Shahrbanoo Sadat incarne Naru, une femme séparée de son mari violent et seule responsable de leur fils, tout en étant la principale source de revenus du foyer. Caméraman à une chaîne de télévision de Kaboul, elle évolue dans un cercle d’amies aux idées progressistes – l’une d’entre elles lui offre même un vibromasseur. Naru est affectée à des émissions légères et mièvres, des programmes de type « courriers des lecteurs » où les femmes sont condescendantement conseillées par des hommes sexistes.
Elle aspire à couvrir de véritables sujets d’actualité et voit une opportunité se présenter lorsqu’un caméraman est indisponible pour un entretien important avec un chef taliban. Quodrat (Anwar Hashimi), l’interviewer, se montre initialement froid et misogyne envers cette nouvelle collaboratrice. L’inévitable se produit : le chef taliban interrompt l’entretien, estimant que Naru ne se couvre pas suffisamment, et ordonne à Quodrat de la laisser sur le bord de la route, la chargeant de réaliser des interviews banales sur la Saint-Valentin.
Cette humiliation apparente se révèle être un tournant. Naru réussit à créer un climat de confiance avec les femmes qu’elle interroge, qui se confient sur les violences conjugales d’une manière qu’elles n’auraient jamais osée avec un homme. Impressionnés par ses résultats, ses supérieurs lui confient un rôle clé dans l’enquête sur un viol. Quodrat, quant à lui, semble opérer une transformation radicale, passant d’une attitude méprisante à une admiration sincère pour les compétences professionnelles de Naru, une admiration qui dépasse le cadre professionnel.

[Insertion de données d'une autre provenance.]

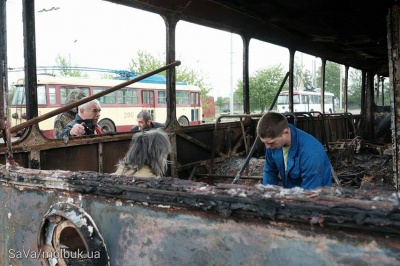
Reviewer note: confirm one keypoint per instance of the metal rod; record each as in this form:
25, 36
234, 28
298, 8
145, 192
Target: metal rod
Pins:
89, 98
253, 148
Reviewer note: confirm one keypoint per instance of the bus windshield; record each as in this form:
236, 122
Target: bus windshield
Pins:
119, 108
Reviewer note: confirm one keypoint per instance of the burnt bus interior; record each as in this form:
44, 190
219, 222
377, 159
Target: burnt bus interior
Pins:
190, 219
357, 39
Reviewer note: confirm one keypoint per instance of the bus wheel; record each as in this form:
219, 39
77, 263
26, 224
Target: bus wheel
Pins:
107, 126
183, 121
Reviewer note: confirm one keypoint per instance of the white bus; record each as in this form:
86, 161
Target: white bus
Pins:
118, 109
306, 101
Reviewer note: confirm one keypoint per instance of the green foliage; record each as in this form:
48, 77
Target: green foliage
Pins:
299, 77
332, 78
354, 88
264, 85
219, 102
145, 62
66, 69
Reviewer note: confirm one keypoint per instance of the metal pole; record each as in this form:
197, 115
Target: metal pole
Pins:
253, 148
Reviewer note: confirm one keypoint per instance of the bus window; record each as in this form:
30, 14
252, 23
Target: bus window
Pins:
19, 96
194, 96
147, 97
296, 99
52, 94
41, 94
65, 90
127, 96
162, 97
182, 97
106, 99
283, 99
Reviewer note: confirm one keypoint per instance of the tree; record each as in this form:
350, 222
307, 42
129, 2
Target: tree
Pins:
264, 85
301, 77
66, 69
219, 102
145, 62
332, 78
354, 89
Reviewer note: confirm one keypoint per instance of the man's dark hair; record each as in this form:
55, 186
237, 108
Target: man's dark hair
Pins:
271, 125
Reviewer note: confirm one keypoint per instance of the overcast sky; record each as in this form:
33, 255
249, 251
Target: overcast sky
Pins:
95, 33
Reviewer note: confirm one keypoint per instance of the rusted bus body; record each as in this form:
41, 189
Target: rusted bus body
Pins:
193, 146
177, 222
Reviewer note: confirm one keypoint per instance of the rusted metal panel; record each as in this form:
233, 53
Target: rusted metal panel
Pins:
177, 222
393, 28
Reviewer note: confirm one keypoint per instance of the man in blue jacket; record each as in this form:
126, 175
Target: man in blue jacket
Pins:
292, 156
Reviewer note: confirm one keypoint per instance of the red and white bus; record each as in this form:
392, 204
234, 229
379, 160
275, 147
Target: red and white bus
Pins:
306, 101
118, 109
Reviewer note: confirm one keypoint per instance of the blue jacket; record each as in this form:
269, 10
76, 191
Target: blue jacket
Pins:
308, 166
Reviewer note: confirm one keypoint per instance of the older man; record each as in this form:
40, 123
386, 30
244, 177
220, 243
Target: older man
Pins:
64, 118
85, 122
144, 122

Cette romance naissante est mise à l’épreuve alors que les droits de Naru sont menacés par les talibans et par la vengeance de son mari, alors que Kaboul tombe aux mains des fondamentalistes. Cette catastrophe politique affecte les femmes bien plus que les hommes. Le film aborde avec finesse et pertinence des thèmes complexes, faisant écho à « À cinq heures de l’après-midi » (2003) de Samira Makhmalbaf, qui dépeignait la situation des femmes sous le régime taliban avant l’intervention des troupes américaines lors de la « guerre contre le terrorisme » lancée par les administrations Bush et Cheney.
« No Good Men » se distingue par son approche contemporaine et offre un éclairage sur l’Afghanistan qui va au-delà des reportages habituels. Le film se conclut d’ailleurs sur une scène finale évoquant le célèbre film « Casablanca », bien que la volte-face du personnage de Quodrat puisse paraître un peu abrupte.